We are party to numerous legal proceedings arising in the normal course of our business. Although we do not anticipate that the resolution of legal proceedings arising in the normal course of business or the proceedings described below will have a material adverse effect on our business, results of operations, financial condition, or cash flows, we cannot predict this with certainty.


Alaska Consumer Protection Act Claims


In December 2006, a class action suit was filed against us (Jackie Neese, et al vs. Lithia Chrysler Jeep of Anchorage, Inc., et al, Case No. 3AN-06-13341 CI), and in April 2007, a second class action suit (Jackie Neese, et al vs. Lithia Chrysler Jeep of Anchorage, Inc, et al, Case No. 3AN-06-4815 CI) was filed against us, in the Superior Court for the State of Alaska, Third Judicial District at Anchorage. These suits were subsequently consolidated. In the consolidated suit, plaintiffs alleged that we, through our Alaska dealerships, engaged in three practices that purportedly violate Alaska consumer protection laws: (i) charging customers dealer fees and costs (including document preparation fees) not disclosed in the advertised price, (ii) failing to disclose the acquisition, mechanical and accident history of used vehicles or whether the vehicles were originally manufactured for sale in a foreign country, and (iii) engaging in deception, misrepresentation and fraud by providing to customers financing from third parties without disclosing that we receive a fee or discount for placing that loan. The suit sought statutory damages of $500 for each violation or three times plaintiff’s actual damages, whichever was greater, and attorney fees and costs.

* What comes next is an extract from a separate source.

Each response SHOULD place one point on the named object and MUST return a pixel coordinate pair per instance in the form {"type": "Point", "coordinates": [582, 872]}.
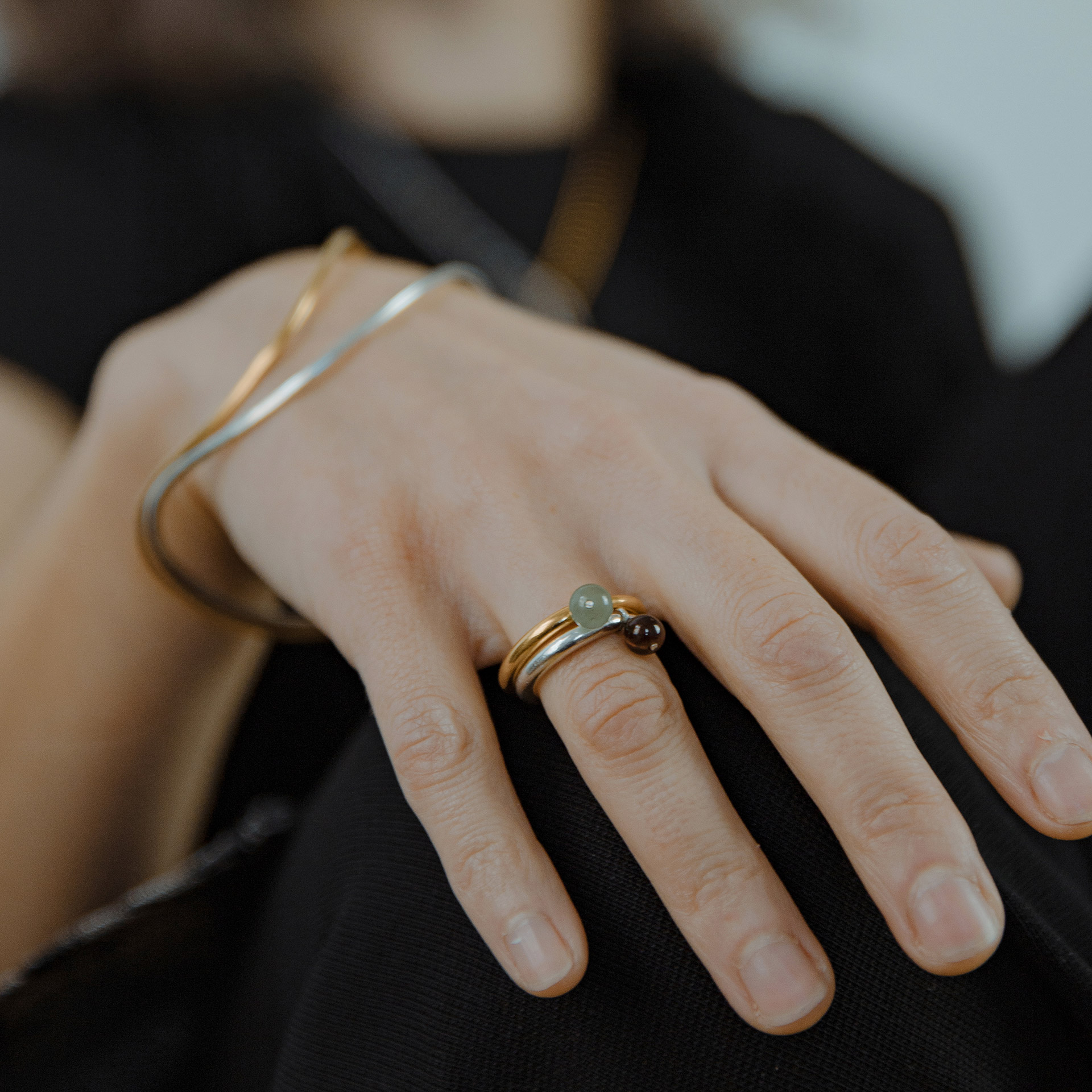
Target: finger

In June 2013, the parties agreed to mediate the claims. The mediation resulted in a settlement agreement that received the final approval of the Court on December 11, 2013. Under the settlement agreement, we agreed to reimburse plaintiffs’ legal fees and to pay (i) $450 in the form of cash and vouchers and (ii) $3,000 for each claim representative. As of December 31, 2013, we estimated costs of $6.2 million to settle all claims against us and to pay plaintiffs’ legal fees. The estimated costs are based on our assumptions of the final number of approved claims and a voucher redemption rate. We believe that these estimates are reasonable; however, actual cost could differ materially. We recorded this amount as a component of selling, general and administrative expense in our Consolidated Statements of Operations and, as of December 31, 2013, the amount was included as a component of accrued liabilities in our Consolidated Balance Sheets.